Aarau/Schönenwerd

Der Refrain wird wie bei Kanye West auf Englisch gesungen

Marco Patané und Koray Sanchez präsentieren ihr erstes Album «Change». Rapper Daniel Birri ist der Dritte im Bunde.

Marco Patané und Koray Sanchez präsentieren ihr erstes Album «Change». Rapper Daniel Birri ist der Dritte im Bunde.

Das Rappertrio Good Looking Boys macht Musik auf Schweizerdeutsch und Englisch – im gleichen Lied. Nun veröffentlichen die drei jungen Männer ihr erstes Album, ein weiteres soll bald folgen.

«Good Looking Boys» – wer mit einem solchen Namen auftritt, muss damit rechnen, dass gewisse Vorbehalte oder Vorurteile entstehen. Der Bandname sei schon eher speziell, räumt auch Rapper Koray Sanchez ein: «Uns geht es genau darum: Man kann uns nicht nur auf das Äusserliche reduzieren. Wir möchten solche Vorurteile aus dem Weg schaffen», sagt der Kundenberater aus Schönenwerd, der den kreativen Kopf des Trios bildet. Seine beiden Bandkollegen sind Sänger Marco Patané und Rapper Daniel Birri, beide aus Aarau, wo sich auch ihr Studio befindet.

Musikalisch geht die Truppe Wege, die in der Schweiz bislang eher unbekannt sind. Sie verbinden schweizerdeutschen Rap in den Strophen mit englischen Refrains. Während Koray Sanchez und Daniel Birri die Strophen rappen, singt Marco Patané die Refrains. «Ursprünglich sollte ich die Refrains auch auf Schweizerdeutsch singen. Doch das liegt mir nicht», erklärt Marco Patané die ungewöhnliche Zusammensetzung. Also habe man sich entschieden, englische Refrains zu produzieren. Das hat dann dazu geführt, dass auch sämtliche Songtitel und der Name des Albums («Change») in englischer Sprache sind.

Von der Idee zum Album

Die drei Männer, zwischen 26 und 28 Jahre alt, arbeiten seit ein bisschen mehr als einem Jahr zusammen. Als letztes Mitglied stiess Marco Patané zur Gruppe. Auf den Sänger aufmerksam wurden Sanchez und Birri durch einen Kollegen. So kam es dann, dass die beiden beschlossen, ein Album in ihrem Aarauer Studio aufzunehmen und Patané dafür ins Boot zu holen.

Von der Idee für ein mögliches Album bis zum Zeitpunkt, als die fertige CD in den Händen gehalten wurde, verging ungefähr ein Jahr. Die Lieder stammen alle aus der Feder von Koray Sanchez, der nach eigenen Angaben zu Spitzenzeiten nur wenige Minuten braucht, um einen Songtext zu schreiben.

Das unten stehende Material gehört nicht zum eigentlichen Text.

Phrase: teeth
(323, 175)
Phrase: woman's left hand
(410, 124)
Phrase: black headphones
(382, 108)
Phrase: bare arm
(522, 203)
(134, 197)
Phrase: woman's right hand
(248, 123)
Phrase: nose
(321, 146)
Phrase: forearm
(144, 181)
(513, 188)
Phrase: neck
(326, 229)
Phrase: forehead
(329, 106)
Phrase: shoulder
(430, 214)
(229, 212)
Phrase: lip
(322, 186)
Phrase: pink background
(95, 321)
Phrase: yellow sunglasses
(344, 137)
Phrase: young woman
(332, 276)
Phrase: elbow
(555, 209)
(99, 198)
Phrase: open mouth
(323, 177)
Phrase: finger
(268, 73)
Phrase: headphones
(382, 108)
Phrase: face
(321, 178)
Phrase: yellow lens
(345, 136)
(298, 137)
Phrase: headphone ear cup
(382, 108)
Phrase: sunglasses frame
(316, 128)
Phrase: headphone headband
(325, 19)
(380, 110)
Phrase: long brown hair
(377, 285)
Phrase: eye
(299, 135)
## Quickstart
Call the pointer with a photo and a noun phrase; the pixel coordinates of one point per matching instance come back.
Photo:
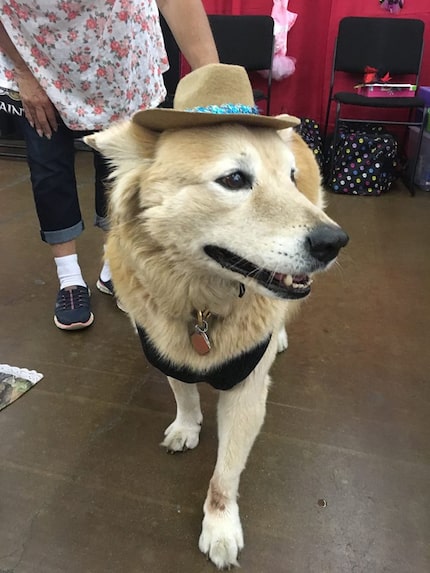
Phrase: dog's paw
(282, 340)
(222, 537)
(180, 436)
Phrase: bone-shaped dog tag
(200, 340)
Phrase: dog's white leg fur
(183, 433)
(241, 414)
(282, 339)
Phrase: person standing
(79, 67)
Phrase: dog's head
(238, 202)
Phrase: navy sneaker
(107, 288)
(72, 309)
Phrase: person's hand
(38, 108)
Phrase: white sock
(69, 271)
(105, 273)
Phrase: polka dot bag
(365, 162)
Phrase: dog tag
(200, 340)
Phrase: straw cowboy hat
(212, 94)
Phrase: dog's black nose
(325, 242)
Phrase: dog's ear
(124, 142)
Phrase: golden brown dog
(215, 233)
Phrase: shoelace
(73, 298)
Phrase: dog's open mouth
(282, 285)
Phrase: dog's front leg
(183, 433)
(241, 413)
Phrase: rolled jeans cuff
(63, 235)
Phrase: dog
(217, 226)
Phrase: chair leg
(333, 144)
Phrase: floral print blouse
(99, 61)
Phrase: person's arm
(189, 25)
(37, 106)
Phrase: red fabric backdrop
(311, 42)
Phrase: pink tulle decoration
(283, 65)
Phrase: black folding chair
(389, 45)
(246, 41)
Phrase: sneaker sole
(103, 289)
(74, 325)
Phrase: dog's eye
(293, 175)
(235, 181)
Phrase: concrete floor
(85, 486)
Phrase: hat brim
(161, 119)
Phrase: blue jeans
(52, 171)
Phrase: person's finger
(41, 123)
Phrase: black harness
(222, 377)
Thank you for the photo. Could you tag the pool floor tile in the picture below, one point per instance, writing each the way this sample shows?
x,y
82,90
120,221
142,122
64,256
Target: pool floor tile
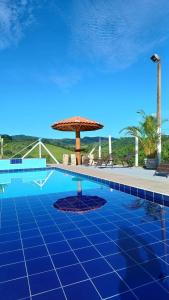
x,y
152,289
98,238
71,274
39,265
11,257
58,247
87,253
12,271
120,261
43,282
14,290
135,276
108,248
97,267
109,285
51,295
35,252
64,259
82,291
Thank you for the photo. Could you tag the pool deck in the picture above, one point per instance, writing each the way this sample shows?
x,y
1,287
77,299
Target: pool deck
x,y
135,177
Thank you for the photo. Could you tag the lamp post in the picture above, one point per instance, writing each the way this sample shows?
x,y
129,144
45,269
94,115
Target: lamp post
x,y
155,58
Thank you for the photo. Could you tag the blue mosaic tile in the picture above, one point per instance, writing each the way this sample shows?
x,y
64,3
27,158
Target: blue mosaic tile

Inspirieren lässt er sich von bekannten Rap-Grössen wie Kanye West oder 2Pac. Auch finden sich in den Texten oft aktuelle Themen aus dem Weltgeschehen wieder. «Wir möchten mit unserer Musik mehr bewirken, als die Leute nur zu unterhalten – wir möchten Standpunkte setzen», erklärt der Rapper-Songwriter. «Und wir möchten das Publikum mit unserer Musik glücklich machen.»

Kein definiertes Zielpublikum

Als Newcomerband setzte GLB bei der Produktion ihres ersten Longplayers mit insgesamt 15 Songs nicht auf ein grosses Label, das sie unterstützte. «Natürlich gab und gibt es Leute im Hintergrund, die zum Beispiel administrative Arbeiten oder die Produktion übernahmen. Aber den Hauptteil machten wir selbst», erläutert Sanchez.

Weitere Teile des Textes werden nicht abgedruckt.